Of the two-and-a-half years in which I have written for this newsletter, the takes that I am the proudest of are my early, repeated, and correct assertions that Joe Biden should not have run for a second term in 2024. I did so while knowing that it went squarely against the appeal I had with liberals, many of whom had followed me after 2022 only hoping to hear why Democrats were always going to win. They did not like my arguments, and they made their dislike very clear. But in spite of all of the hate this view received, it ended up being completely right. In its spirit, I have decided to conduct a similar analysis of our current ruling party’s presumptive nominee.

For all of the noise journalists have made about never again repeating the mistakes they made during the 2024 election, they are missing a strikingly similar case of arrogance and ineptitude in today’s Republican Party. As with Joe Biden in 2023, Vice President JD Vance’s standing and record provides no indication that he will be capable of accomplishing the basic tasks required for a Republican candidate to win in 2028. While the causes of this may not be as unfixable as Biden’s age problem, they are consistent enough to make any remedies unlikely. And, just as was the case with Biden, there are real alternatives sitting in the wings who stand to fix the problems Vance presents with little to no downside.

I recognize that this may be an unorthodox comparison. Individually, the Joe Biden of 2023 and the JD Vance of 2025 could not be more different. But at their core, their presidential ambitions come from the same kind of self-interested arrogance, will be furthered by the same kind of sycophancy, and bring the same problems politically. Just as I said about Biden two years ago, here’s why a Vance 2028 campaign is a completely unnecessary risk for everyone involved.

JD, the Future of the GOP, and the “Only Trump” Voter Problem

To understand the problems facing JD Vance as a potential national candidate, you need to begin with the greatest accomplishment of Donald Trump’s political career: his reshaping of the political map in 2024. In his triumphant comeback bid, Trump finally put together the real, honest-to-God coalition of the disaffected that countless past populist campaigns, including his own, had failed to build. He won new voters among all demographics, age groups, and walks of life, all of whom were united by one shared characteristic: low political engagement.

These tuned-out voters were Trump’s electoral ace in the hole. They were what allowed him to win a small popular-vote plurality and a decisive electoral college majority despite his failure at the basic tasks of a traditional political campaign. They also stand to be incredibly frustrating for those on the right hoping to build a durable national majority, a fact evidenced by a simple look at the other races on the ballot in 2024. Last year, Democrats won four Senate races in states that Trump won at the presidential level.

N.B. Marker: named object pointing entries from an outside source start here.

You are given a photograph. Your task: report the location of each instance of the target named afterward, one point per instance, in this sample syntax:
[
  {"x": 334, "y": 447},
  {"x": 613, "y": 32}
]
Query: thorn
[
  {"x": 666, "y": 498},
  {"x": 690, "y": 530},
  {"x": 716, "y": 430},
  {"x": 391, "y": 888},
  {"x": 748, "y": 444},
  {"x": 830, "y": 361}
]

In almost every instance, their victory was due to low-engagement pro-Trump voters either voting Democratic down ballot or just skipping non-presidential races entirely. That latter phenomenon was particularly debilitating for Republicans; in fact, two of these four Senate Democrats won their races despite receiving fewer total votes than Kamala Harris.

This problem was far from limited to the nation’s swing states. Across the entire country, the more politically tuned-out and new to the Republican coalition a Trump voter was, the less likely they were to vote for non-Trump Republicans. It would not be an exaggeration in any sense to say that the party’s ability to contend nationally in 2028 depends on its ability to either bring these voters out for a new nominee or find another bloc to replace them with. It would also not be an exaggeration to say that JD Vance is one of the worst people you could task with either objective.